もしスタートを五分に出られるようになればどうなるのか。

道中で脚を使う量は減り、直線ではさらに余力を残せる可能性が高い。

現状ですら圧勝している馬が、まだ完成途上。

その事実こそが、この馬の恐ろしさと言える。


ダート界の新たな主役となるのか

芝では勝ち切れなかった一頭。

しかし、ダートへ舞台を移した瞬間、その能力は一気に開花した。

競馬では環境が変わることで、一変する馬は珍しくない。

だが、ここまで劇的な変貌を遂げるケースは決して多くない。

しかも、2戦連続で出遅れという大きな不利を受けながら、その差を能力だけで覆している。

これは並の素質では説明できない内容である。

時計、ラップ、着差、レース内容。

そのすべてが、この馬の非凡な才能を物語っていた。

今後はさらにクラスが上がり、相手も強くなる。

それでも今回見せたパフォーマンスなら、重賞戦線でも十分に通用する可能性はあるだろう。

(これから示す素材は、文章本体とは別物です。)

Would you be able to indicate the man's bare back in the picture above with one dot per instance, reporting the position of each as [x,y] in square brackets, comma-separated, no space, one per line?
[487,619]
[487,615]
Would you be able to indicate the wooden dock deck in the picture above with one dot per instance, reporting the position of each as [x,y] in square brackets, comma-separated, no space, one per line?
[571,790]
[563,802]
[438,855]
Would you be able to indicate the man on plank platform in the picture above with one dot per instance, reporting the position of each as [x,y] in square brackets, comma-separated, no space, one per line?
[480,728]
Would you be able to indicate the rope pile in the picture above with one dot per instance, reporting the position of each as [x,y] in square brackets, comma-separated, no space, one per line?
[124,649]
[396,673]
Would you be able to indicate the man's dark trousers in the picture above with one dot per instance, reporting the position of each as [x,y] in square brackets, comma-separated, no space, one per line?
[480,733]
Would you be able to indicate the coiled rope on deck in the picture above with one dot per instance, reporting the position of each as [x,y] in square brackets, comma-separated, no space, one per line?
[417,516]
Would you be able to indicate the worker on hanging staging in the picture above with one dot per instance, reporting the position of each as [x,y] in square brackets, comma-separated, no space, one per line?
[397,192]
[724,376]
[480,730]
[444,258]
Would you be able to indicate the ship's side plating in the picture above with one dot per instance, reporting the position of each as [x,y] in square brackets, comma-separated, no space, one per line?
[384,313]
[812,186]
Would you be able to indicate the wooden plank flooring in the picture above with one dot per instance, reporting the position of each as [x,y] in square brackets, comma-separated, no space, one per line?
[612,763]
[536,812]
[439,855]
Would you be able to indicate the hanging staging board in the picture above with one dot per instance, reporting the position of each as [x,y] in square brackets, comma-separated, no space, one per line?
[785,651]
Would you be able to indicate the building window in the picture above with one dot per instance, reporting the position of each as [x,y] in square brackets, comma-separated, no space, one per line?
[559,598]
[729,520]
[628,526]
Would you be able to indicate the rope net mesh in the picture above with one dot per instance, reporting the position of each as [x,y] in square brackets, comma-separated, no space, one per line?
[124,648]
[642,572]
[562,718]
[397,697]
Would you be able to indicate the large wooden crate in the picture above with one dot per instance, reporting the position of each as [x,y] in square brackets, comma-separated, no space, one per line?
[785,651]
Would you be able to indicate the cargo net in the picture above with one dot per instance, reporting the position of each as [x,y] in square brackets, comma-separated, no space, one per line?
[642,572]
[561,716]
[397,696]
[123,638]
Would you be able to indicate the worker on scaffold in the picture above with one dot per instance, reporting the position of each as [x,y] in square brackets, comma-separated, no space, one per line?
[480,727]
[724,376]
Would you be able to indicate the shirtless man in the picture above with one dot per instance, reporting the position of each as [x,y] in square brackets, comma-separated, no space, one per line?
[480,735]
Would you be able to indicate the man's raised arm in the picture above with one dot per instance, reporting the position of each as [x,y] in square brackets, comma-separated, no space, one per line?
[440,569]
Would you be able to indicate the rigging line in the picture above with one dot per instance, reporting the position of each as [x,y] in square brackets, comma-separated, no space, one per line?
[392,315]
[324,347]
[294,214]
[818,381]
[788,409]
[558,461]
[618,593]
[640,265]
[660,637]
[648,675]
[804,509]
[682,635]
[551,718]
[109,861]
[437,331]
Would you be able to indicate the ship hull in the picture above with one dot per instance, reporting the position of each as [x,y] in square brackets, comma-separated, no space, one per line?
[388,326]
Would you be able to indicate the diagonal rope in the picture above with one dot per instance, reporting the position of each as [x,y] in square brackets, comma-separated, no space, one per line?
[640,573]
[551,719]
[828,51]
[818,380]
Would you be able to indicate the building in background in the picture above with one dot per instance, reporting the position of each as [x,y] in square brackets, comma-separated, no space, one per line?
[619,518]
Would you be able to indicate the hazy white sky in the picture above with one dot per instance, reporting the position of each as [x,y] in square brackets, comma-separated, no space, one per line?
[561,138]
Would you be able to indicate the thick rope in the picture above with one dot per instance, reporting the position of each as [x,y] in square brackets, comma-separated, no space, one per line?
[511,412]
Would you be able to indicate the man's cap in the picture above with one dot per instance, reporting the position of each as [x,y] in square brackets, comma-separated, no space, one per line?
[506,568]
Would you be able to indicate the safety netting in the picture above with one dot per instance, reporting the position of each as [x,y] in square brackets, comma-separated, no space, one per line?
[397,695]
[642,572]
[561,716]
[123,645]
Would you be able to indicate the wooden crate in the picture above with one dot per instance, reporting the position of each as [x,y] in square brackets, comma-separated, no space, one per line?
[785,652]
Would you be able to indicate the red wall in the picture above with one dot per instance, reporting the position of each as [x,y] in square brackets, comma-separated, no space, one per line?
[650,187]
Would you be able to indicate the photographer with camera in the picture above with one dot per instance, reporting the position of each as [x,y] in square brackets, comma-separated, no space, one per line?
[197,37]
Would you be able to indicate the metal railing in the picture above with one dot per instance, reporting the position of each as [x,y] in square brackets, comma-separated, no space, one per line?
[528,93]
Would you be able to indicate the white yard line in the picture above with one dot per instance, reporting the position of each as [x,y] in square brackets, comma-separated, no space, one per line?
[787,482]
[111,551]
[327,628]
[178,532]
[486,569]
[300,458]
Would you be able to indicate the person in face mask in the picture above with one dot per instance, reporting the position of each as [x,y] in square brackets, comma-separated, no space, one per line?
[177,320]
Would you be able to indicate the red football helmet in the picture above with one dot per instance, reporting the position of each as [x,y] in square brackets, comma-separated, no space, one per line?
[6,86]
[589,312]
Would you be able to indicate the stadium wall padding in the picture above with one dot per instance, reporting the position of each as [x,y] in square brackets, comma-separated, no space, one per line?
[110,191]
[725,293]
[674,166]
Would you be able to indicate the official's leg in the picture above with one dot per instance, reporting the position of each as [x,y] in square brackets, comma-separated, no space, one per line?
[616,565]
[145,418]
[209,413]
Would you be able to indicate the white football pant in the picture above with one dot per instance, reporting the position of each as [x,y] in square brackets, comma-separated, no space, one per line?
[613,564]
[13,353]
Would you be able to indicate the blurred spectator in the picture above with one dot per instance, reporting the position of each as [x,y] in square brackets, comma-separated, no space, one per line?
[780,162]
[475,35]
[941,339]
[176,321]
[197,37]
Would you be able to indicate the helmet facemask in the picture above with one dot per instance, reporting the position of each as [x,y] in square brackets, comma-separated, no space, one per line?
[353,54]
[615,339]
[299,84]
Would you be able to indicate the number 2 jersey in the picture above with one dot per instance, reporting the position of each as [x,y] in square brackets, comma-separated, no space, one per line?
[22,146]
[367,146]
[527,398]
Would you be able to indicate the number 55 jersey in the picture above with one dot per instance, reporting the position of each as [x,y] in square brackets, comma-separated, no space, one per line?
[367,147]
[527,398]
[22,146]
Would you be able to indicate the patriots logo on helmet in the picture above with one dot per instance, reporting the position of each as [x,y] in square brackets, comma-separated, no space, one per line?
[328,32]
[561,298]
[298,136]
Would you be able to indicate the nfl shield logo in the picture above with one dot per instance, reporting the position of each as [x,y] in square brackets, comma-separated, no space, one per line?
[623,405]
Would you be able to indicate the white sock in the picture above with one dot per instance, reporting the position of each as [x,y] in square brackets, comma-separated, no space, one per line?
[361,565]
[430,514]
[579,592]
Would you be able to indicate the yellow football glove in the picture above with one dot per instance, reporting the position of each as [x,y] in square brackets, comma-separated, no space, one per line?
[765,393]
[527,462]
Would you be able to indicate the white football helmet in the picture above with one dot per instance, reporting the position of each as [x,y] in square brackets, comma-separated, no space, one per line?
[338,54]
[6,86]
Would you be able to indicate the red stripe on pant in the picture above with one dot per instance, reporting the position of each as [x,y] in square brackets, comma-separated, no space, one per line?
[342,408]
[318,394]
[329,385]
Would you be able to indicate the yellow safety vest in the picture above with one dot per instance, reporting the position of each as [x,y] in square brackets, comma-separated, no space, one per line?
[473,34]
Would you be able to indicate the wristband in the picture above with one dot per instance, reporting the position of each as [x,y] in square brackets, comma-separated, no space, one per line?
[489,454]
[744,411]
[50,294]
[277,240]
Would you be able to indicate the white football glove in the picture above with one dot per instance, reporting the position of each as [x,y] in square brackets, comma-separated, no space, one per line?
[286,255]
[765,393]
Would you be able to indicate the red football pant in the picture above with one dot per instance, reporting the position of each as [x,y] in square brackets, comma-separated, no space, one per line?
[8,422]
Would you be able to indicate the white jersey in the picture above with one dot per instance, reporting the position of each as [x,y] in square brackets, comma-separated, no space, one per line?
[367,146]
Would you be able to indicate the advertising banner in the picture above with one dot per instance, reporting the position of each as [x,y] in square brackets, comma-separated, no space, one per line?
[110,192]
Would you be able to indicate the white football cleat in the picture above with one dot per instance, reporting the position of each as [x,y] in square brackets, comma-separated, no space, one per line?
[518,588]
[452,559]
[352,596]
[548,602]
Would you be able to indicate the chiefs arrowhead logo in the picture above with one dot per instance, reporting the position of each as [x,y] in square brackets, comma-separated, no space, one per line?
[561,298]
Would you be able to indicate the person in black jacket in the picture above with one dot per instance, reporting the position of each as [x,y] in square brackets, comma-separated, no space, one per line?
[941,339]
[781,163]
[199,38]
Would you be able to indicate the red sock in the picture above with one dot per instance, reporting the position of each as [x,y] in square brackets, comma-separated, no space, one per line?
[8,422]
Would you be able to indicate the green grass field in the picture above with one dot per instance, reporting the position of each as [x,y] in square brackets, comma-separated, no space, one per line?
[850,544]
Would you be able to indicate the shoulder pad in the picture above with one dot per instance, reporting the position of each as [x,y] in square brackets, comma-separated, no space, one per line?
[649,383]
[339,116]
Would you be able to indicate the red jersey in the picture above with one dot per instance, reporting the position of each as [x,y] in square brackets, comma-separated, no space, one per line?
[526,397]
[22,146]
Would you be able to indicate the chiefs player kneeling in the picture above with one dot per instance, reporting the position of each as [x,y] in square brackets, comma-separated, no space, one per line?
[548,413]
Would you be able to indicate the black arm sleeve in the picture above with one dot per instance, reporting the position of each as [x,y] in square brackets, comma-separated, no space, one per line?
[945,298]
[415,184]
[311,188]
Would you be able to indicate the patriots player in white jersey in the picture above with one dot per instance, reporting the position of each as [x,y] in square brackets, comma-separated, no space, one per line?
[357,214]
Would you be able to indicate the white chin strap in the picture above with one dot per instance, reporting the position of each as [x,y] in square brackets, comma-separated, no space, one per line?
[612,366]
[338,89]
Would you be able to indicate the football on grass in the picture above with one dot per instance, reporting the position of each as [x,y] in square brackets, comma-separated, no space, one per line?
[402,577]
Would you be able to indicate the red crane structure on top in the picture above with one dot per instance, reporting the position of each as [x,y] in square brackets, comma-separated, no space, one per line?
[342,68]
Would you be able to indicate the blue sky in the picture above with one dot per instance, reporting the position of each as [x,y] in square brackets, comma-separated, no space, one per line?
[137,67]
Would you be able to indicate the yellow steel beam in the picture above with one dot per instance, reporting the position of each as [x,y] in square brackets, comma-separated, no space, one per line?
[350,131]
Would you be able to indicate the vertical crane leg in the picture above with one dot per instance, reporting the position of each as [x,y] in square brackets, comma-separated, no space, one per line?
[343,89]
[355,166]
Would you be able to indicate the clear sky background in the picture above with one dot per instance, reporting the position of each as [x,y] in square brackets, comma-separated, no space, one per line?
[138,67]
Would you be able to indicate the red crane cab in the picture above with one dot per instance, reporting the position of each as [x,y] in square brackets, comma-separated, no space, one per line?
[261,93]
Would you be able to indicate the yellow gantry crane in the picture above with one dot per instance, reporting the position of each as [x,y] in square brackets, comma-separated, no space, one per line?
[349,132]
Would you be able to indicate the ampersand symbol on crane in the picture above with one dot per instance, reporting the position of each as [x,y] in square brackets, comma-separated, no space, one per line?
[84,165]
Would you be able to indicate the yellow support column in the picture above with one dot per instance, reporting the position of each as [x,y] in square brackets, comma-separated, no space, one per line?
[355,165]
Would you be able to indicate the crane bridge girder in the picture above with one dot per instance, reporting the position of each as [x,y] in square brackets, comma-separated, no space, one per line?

視線の先にあるのは、ダート三冠最終戦・ジャパンダートクラシック。

もちろん、そこへ辿り着くまでには数々の試練が待っている。

しかし、札幌で見せた走りは、その大舞台を夢見るに値する内容だった。

芝では埋もれていた一頭が、ダートで才能を解き放った。

オンザムービーは、本物なのか。

その答えは、次の一戦がさらに教えてくれるはずだ。

今、この馬から目を離してはいけない。